Vieles wird noch in Erfahrung gebracht werden, was heute vollkommen unklar ist.
Uli Veigel
Grey-Geschäftsführer (im Jahr 2010)
Nach 2010 wird es ruhiger ums Neuromarketing, der erste Hype hat sich abgekühlt. Man erkennt, dass sich neurowissenschaftliche Erkenntnisse nicht unmittelbar in Werbestrategien umsetzen lassen. Die Vorstellung, einen „Kauf-Knopf“ im Gehirn des Menschen zu finden, bleibt Wunschdenken – es ist alles komplexer als erwartet. Trittbrettfahrer*innen, die sich nach der Lektüre von drei Fachbüchern zu Neuro-Expert*innen aufgeschwungen haben, springen wieder ab.

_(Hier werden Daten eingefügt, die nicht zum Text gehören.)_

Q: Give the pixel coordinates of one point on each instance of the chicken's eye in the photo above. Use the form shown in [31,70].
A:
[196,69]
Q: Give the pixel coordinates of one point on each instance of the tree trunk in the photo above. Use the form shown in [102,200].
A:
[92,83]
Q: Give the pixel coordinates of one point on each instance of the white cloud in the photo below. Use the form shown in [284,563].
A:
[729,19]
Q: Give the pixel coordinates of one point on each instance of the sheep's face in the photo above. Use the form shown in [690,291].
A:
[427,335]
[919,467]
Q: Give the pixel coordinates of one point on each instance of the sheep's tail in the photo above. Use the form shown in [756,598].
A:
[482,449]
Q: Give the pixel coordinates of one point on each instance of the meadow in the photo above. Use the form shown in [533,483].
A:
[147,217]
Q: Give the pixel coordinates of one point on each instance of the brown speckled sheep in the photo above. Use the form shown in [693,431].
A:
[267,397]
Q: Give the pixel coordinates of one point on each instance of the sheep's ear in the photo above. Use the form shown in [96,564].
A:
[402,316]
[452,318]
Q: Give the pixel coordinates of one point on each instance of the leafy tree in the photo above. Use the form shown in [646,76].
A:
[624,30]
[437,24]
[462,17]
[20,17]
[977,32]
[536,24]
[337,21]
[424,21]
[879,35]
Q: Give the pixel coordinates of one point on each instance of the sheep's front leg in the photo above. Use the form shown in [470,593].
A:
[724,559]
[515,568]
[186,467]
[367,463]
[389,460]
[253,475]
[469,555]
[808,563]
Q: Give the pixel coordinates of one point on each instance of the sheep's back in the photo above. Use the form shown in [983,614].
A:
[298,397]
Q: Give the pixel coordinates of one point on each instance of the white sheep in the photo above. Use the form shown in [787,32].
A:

Hinzu kommt: Auch wer weiterforscht, hängt es nicht gern an die große Glocke – wer will schon gern als Manipulator*in gelten? „Das sind die fiesen Tricks der Banken“, betitelt die „Bild“ 2012 einen Beitrag über die Anwendung von Neuromarketing-Erkenntnissen in Beratungsgesprächen.
Vor allem aber drängt ein neuer Megatrend das Neuromarketing in den Hintergrund: digitale Performance. Das Instrumentarium der Online-Werbung macht den Erfolg von Kampagnen direkt messbar. Führt etwa eine grüne Anzeigenvariante doppelt so oft zum Kauf wie eine rote, spricht sie die Zielgruppe offenbar besser an – nach dem Warum fragt man dann nicht mehr. Viele Unternehmen verschieben den Schwerpunkt vom Upper zum Lower Funnel, also in Richtung Kaufabschluss. Damit treten die Mechanismen langfristiger Markenpflege in den Hintergrund.
Die Neuroökonomen forschen derweil unbeirrt weiter und stabilisieren das Wissensfundament. Dabei hilft, dass die Messungen über technische Methoden einfacher und vor allem günstiger geworden sind. Im Marketing schwingt das Pendel wieder zurück: Man habe es übertrieben mit der Performance-Orientierung, finden viele – die Klick-Logik stößt an ihre Grenzen. Grundlegende Studien zur Werbewirkung stehen wieder hoch im Kurs. Die Consumer Neuroscience (wie man sie heute nennt) kann dazu einen wichtigen Beitrag leisten. Immerhin ist sie noch jung – was sind schon 20 Jahre für eine Wissenschaft?